Australian writer Richard Flanagan won the Booker Prize on Tuesday with a visceral novel about wartime brutality and its aftermath – the head of the judging team said it was as powerful as a kick in the stomach.
Flanagan drew on his father's experiences as a Second World War prisoner of the Japanese for The Narrow Road to the Deep North, which is about the Burma Death Railway, built with forced labour at the cost of tens of thousands of lives.
Named after a classic work of Japanese literature, the book is dedicated to Flanagan’s father – referred to by his prisoner number, 335 – who died at the age of 98, soon after his son finished writing the book.
Flanagan said that he and his five siblings grew up “children of the Death Railway. We carried in consequence many incommunicable things”.
"I realised at a certain point if I was to continue writing, I would have to write this book," said Flanagan, whose previous credits include five novels and the screenplay to Baz Luhrmann's Australia.
He said the novel was not his father’s story, “because that would have been a failure ... He trusted me to write a book that might be true”.
The philosopher A C Grayling, who chaired the panel of judges, praised the “profoundly intelligent humanity” and “excoriating” descriptions of suffering in Flanagan’s novel.

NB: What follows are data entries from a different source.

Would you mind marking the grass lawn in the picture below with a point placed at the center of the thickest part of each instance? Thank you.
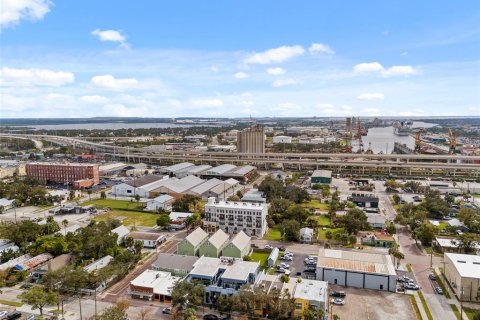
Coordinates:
(11, 303)
(415, 307)
(115, 204)
(316, 204)
(323, 220)
(322, 233)
(425, 306)
(261, 257)
(273, 234)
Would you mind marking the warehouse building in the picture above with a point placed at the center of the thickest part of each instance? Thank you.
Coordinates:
(321, 177)
(177, 187)
(356, 269)
(463, 273)
(190, 246)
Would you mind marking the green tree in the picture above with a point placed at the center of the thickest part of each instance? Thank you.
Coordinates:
(425, 233)
(354, 220)
(38, 298)
(396, 199)
(163, 220)
(290, 230)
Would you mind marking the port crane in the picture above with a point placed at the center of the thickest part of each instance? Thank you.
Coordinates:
(453, 142)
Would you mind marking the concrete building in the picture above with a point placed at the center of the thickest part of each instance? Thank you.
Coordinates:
(306, 235)
(163, 202)
(64, 173)
(149, 239)
(282, 139)
(141, 186)
(98, 264)
(153, 285)
(364, 200)
(190, 246)
(273, 257)
(463, 273)
(121, 232)
(251, 140)
(254, 195)
(311, 294)
(356, 269)
(239, 247)
(223, 276)
(214, 245)
(177, 187)
(176, 264)
(321, 177)
(233, 217)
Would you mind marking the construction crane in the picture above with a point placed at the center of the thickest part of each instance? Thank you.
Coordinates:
(417, 140)
(453, 142)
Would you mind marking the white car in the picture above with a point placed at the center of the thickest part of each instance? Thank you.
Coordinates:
(338, 301)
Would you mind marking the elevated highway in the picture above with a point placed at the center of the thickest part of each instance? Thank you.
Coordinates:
(403, 163)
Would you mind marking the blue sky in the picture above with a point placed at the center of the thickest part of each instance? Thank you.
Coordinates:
(239, 58)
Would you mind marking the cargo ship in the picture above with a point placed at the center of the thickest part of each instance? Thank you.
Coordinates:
(401, 129)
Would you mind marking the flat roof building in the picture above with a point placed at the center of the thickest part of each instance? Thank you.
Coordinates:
(358, 269)
(153, 285)
(463, 273)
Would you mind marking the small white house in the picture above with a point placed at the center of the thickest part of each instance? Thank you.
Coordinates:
(161, 202)
(306, 235)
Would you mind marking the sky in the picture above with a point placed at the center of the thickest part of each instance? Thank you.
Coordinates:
(149, 58)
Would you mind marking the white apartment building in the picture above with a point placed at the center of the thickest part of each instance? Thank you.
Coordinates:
(235, 216)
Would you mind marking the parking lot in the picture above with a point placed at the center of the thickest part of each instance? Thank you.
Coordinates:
(372, 304)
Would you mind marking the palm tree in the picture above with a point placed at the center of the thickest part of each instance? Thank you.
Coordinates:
(65, 224)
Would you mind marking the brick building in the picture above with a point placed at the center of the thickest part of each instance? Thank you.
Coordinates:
(76, 174)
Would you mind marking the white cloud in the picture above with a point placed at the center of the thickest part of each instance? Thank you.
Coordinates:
(320, 48)
(12, 11)
(276, 71)
(371, 96)
(241, 75)
(367, 67)
(110, 82)
(276, 55)
(111, 35)
(375, 67)
(206, 103)
(283, 82)
(94, 99)
(400, 71)
(34, 77)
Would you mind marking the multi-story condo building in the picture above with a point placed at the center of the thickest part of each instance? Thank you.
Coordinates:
(235, 216)
(251, 140)
(76, 174)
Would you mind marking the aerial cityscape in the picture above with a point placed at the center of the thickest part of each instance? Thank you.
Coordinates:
(308, 160)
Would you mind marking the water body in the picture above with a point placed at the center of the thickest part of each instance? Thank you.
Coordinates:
(383, 139)
(110, 126)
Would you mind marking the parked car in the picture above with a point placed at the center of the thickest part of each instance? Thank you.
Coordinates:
(338, 294)
(14, 315)
(338, 301)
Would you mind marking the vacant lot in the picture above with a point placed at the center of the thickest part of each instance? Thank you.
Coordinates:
(371, 304)
(130, 213)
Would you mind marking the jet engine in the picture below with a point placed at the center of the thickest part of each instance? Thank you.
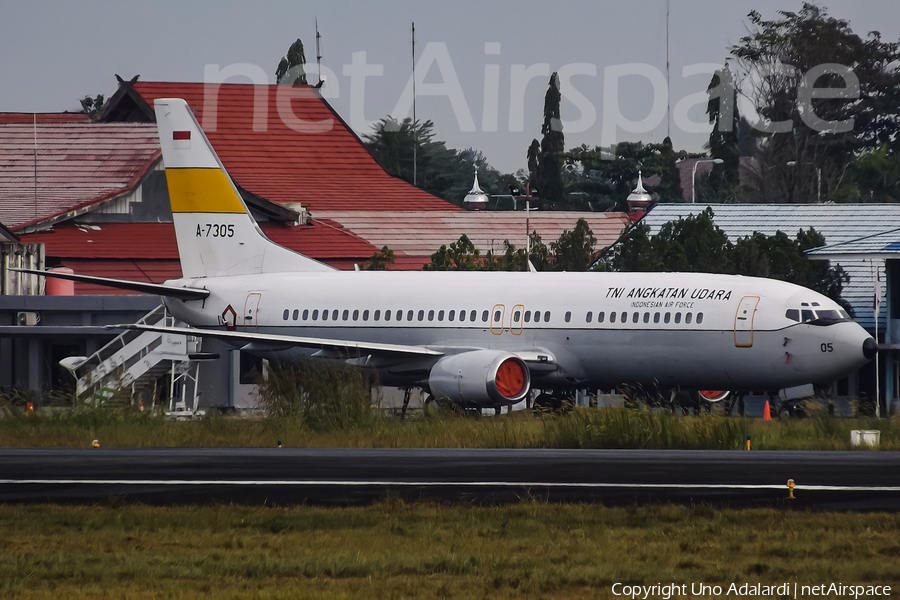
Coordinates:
(480, 378)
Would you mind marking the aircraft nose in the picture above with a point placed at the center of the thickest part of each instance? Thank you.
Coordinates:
(870, 348)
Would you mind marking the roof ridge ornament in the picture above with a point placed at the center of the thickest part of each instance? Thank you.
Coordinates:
(475, 189)
(476, 198)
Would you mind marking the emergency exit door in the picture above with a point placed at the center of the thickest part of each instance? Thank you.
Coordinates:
(743, 321)
(251, 308)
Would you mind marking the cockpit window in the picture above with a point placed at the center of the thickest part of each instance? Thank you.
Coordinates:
(824, 316)
(831, 315)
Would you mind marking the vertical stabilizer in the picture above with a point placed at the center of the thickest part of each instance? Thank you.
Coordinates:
(216, 234)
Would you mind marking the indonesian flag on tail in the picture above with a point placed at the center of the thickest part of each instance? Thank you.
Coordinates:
(181, 139)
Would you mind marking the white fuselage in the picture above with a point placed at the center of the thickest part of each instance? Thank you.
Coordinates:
(672, 329)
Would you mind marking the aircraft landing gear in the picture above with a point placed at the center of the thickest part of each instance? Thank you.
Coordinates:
(555, 403)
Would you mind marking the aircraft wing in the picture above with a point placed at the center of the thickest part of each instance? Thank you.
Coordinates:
(345, 346)
(124, 284)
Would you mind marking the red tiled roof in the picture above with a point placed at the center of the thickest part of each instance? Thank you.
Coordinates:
(322, 240)
(326, 170)
(148, 252)
(59, 166)
(30, 118)
(415, 235)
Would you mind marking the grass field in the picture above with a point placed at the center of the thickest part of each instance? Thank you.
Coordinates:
(396, 550)
(583, 428)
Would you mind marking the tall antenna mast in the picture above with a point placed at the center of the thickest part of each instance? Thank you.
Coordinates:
(415, 129)
(668, 91)
(318, 53)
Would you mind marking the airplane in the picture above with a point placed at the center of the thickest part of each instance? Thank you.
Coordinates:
(479, 339)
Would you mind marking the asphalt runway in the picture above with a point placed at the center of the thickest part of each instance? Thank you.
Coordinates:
(824, 480)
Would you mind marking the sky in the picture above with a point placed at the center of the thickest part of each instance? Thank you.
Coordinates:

He said the book, which moves from Tasmania to South East Asia to Japan, explored “the loss of a love and then the loss of comrades” and the trauma of having to live with such an overwhelming experience.

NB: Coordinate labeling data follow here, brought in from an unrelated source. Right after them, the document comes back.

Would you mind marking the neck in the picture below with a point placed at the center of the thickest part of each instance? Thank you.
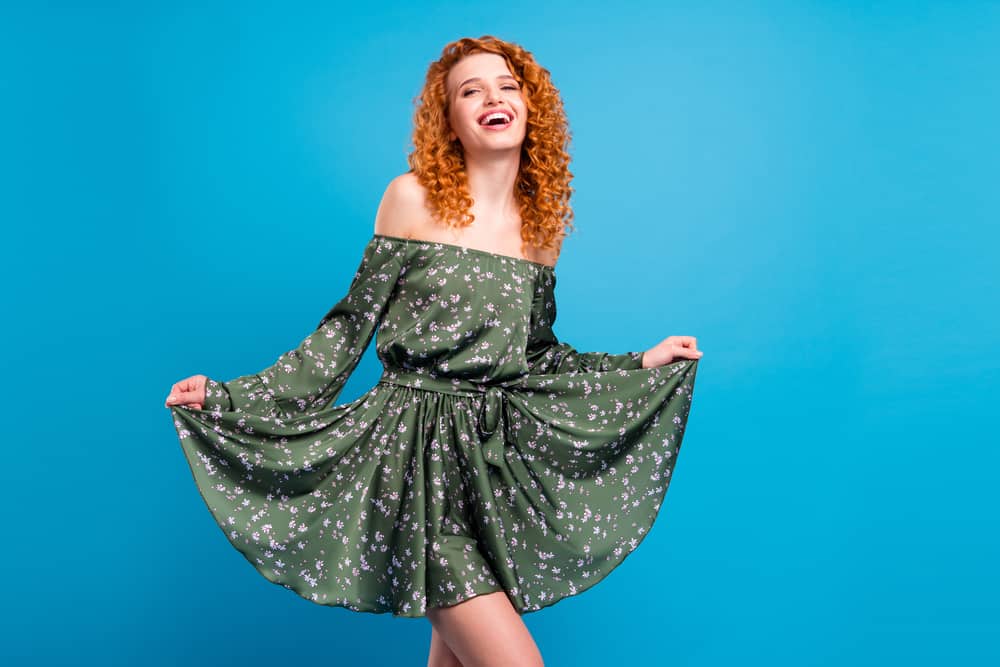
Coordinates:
(491, 182)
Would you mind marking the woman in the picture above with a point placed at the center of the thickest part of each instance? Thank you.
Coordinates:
(493, 470)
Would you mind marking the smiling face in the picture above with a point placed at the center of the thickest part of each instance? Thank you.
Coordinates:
(486, 109)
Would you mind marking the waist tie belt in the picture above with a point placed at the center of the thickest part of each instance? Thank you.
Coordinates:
(491, 419)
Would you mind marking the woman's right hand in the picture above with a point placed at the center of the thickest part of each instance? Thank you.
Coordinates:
(189, 391)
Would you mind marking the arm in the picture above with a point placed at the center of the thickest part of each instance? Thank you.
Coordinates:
(312, 375)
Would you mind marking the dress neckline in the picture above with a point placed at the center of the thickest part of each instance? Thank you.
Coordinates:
(464, 249)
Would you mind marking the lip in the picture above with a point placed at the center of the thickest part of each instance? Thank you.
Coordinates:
(508, 112)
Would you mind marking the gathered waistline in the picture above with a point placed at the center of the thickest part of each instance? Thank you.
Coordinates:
(493, 412)
(448, 385)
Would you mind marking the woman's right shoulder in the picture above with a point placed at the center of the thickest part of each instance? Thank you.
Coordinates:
(402, 211)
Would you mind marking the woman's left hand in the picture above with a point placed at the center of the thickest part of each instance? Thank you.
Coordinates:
(670, 349)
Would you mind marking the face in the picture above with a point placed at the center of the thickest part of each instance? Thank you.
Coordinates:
(478, 85)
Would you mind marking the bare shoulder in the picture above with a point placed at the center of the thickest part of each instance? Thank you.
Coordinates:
(403, 210)
(546, 255)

“If you are made a hero by your country but you don’t feel like one – that is explored so wonderfully well in this novel,” he said, adding that it was “the sort of book that kicks you so hard in the stomach” that it is difficult to move on.
Flanagan, 53, was given his trophy and £50,000 (Dh292,536) winner’s cheque by Prince Charles’s wife Camilla, Duchess of Cornwall, after a black-tie dinner in London’s medieval Guildhall. This was the first year writers of all nationalities had been eligible for the Booker, previously open only to authors from Britain and the Commonwealth nations.